Matteson fits the mold for a community to be targeted by large single-family home investors. The housing stock is primarily single-family homes built in the early 2000s, and the population is about 80% Black. Following the closure of the Lincoln Mall (a major employer and commercial center) in 2015, Matteson has had a high rate of vacant homes for sale.

Another factor that may draw buy-to-rent investors to Matteson is the limited rental and multifamily housing stock. Matteson has a rental vacancy rate near zero due to low supply – in 2025, there were fewer than 10 units available each month. Matteson only has about 800 multifamily units (roughly 10% of housing stock), and these are predominantly older buildings, with an average year built of 1978. No new multifamily or rental housing has been built in the last 5 years, and residential zoning is restrictive. As a result, single-family homes are filling the local need for rentals.

Policy Solutions

Communities impacted by high rates of investor ownership can take steps to better support tenants and homeowners. Creating a rental registry is a good starting point (Matteson created one in 2023), and can make it easier for municipalities to track inspections and maintenance. Other communities are enacting laws to limit the number of properties a corporate investor can own, or developing right of first refusal laws for tenants or nonprofits to have an exclusive chance to purchase a property.

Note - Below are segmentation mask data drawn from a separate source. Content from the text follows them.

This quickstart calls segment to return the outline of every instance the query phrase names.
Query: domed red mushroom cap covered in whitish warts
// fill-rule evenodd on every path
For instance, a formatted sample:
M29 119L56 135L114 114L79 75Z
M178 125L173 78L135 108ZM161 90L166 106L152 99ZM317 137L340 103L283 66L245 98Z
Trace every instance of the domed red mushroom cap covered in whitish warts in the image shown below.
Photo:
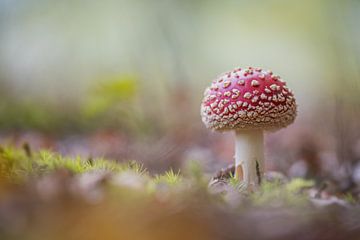
M237 68L205 90L201 117L213 130L274 130L295 120L296 102L286 83L271 71Z

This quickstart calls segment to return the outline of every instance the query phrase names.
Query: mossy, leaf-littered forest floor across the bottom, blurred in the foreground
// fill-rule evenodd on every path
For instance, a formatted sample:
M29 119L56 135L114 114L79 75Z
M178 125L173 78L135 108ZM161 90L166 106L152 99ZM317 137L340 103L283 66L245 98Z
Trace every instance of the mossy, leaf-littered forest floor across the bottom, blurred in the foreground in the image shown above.
M359 201L267 173L248 193L196 162L151 174L134 161L0 148L0 239L359 239Z

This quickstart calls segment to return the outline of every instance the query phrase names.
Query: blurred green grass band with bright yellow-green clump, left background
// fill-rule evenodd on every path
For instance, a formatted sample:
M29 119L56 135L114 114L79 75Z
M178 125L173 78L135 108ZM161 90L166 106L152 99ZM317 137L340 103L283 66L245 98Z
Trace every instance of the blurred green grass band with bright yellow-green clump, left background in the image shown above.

Based on our study in Matteson, another strategy may be to simply encourage more multifamily units. In places like Matteson, with a lack of existing apartments and restrictive zoning that limits new multifamily construction, single-family rentals fill the gap for people who can’t afford or don’t wish to own a home. By amending zoning to make multifamily development feasible, a municipality can enable more diverse housing so single-family rentals are not the only option, lessening the appeal of these communities to large investors.